One of his most interesting points was on some of the differences between engineering and science, or rather the scientific process.
“When we make things,” Jeremis said, “we know what we’re doing… we have to do it right, we have to make sure our process is good, we have to avoid mistakes, “But we don’t have to do that by inventing new things. We just have to do the engineering… and we should get what we want.”
In contrast, he said, in science, you are dealing with uncertainties. In his words, you have to be “lucky.”
Sometimes, he suggested, we don’t know whether something is really an engineering problem or a science problem.
“People may think it’s one, but it’s the other,” he said.
Jeremy gave the example of hearing Jeff Bezos speak about large language models. Jeremy explained, Bezos suggested in a podcast that we should say that we are ‘discovering’ large language models rather than ‘inventing’ them.
That matches what Jeremy said. He gave the example of a plant – We plant a plant and nurture it, but we do not know exactly what the plant will do. We didn’t create the plant, or engineer the seed!
Jeremy mentioned smartphones, which he said would have been science fiction a few decades ago. For example, it understands what you’re saying, and it can tell you the weather, etc. This is engineering.
But then, he said, there’s the LLM: and that’s science!
Unlike smartphones, we didn’t create the LLM. We’re finding out what it can do. The nature of machine learning and AI means that some of these technologies will not be engineered in the classical sense – instead, they will be studied like biology, like a force of nature. We will study them to see what they do!
I think this is a major achievement. Building on that, in my conversation with Jeremy, he discussed a prediction he personally made – that in the future, everything will have the same three lines of code:
“Build the model, train the model, and apply the model.”
To illustrate, he gave the example that epitomizes so much of the progress that has been made in technology over the past few years – the toaster!
When you think about what a toaster does, you might consider metrics like bread moisture, heat, and other factors — but at the end of the day, if you don’t proceed with a completely deterministic approach, you Don’t do this. I don’t know how the model works – not completely.
Anyway, Jeremy, who minored in neuroscience while researching AI, also made the analogy of the human brain.
“Brains are very complex,” he said, adding that today’s LLMs are also becoming more complex, with more neurons, and eventually, they will defy easy dissection. He talks about the phenomenon of training versus building and our expectations for LLM, calling the realization of our limitations a “bitter pill” – in that we will eventually learn that we can’t always figure out how or why a model works. Does something.

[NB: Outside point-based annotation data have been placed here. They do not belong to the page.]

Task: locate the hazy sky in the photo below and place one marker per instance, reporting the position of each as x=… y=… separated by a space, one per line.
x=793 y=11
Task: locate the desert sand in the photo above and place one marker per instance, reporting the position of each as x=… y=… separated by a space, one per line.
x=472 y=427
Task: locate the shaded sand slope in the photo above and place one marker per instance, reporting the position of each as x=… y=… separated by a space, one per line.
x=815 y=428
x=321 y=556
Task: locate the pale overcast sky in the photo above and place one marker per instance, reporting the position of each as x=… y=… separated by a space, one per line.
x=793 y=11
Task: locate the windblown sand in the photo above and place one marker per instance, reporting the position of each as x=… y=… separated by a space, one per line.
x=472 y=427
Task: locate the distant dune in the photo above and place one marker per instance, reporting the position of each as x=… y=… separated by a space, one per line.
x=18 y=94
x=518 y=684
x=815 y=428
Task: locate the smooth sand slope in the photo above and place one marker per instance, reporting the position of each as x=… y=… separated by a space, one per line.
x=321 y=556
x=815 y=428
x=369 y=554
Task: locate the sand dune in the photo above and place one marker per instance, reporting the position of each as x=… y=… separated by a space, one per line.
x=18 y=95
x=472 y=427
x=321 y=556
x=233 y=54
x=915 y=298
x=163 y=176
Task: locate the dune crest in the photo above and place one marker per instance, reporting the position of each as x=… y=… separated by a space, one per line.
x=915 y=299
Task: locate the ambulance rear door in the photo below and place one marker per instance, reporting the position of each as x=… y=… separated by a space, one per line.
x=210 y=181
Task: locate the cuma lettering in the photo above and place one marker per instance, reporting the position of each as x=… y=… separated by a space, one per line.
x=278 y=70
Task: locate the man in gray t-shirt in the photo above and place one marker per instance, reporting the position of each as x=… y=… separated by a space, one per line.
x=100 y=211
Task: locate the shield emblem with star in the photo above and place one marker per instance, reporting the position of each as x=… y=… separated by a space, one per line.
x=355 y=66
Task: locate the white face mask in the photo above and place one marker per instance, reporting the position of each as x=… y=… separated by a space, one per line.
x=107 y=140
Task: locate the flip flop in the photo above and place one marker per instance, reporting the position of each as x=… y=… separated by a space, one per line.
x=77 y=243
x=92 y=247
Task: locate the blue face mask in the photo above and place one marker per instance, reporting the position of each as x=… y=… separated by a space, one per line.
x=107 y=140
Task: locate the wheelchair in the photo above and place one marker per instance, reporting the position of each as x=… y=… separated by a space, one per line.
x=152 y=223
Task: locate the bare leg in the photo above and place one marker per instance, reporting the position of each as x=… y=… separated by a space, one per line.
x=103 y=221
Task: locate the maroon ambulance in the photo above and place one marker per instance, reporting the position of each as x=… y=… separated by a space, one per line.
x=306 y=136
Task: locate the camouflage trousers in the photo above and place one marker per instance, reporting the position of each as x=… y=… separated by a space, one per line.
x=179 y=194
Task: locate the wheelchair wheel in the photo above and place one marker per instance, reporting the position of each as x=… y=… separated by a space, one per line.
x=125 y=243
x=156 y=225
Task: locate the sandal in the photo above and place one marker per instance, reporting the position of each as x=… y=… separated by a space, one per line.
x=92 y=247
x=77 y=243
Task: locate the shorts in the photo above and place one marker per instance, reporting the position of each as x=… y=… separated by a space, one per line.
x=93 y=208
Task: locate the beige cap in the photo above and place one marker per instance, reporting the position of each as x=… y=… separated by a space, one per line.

I feel like that’s a really enlightening way to look at technology. We will either know how a system works, or we won’t. We’ve talked a lot about explainable AI at conferences and in the media. And this general idea is that we have to be able to keep AI explainable. But Jeremy’s claim kind of contradicts this, or at least points to a certain kind of different perspective: that we have to settle for less than a complete understanding of how complex models work.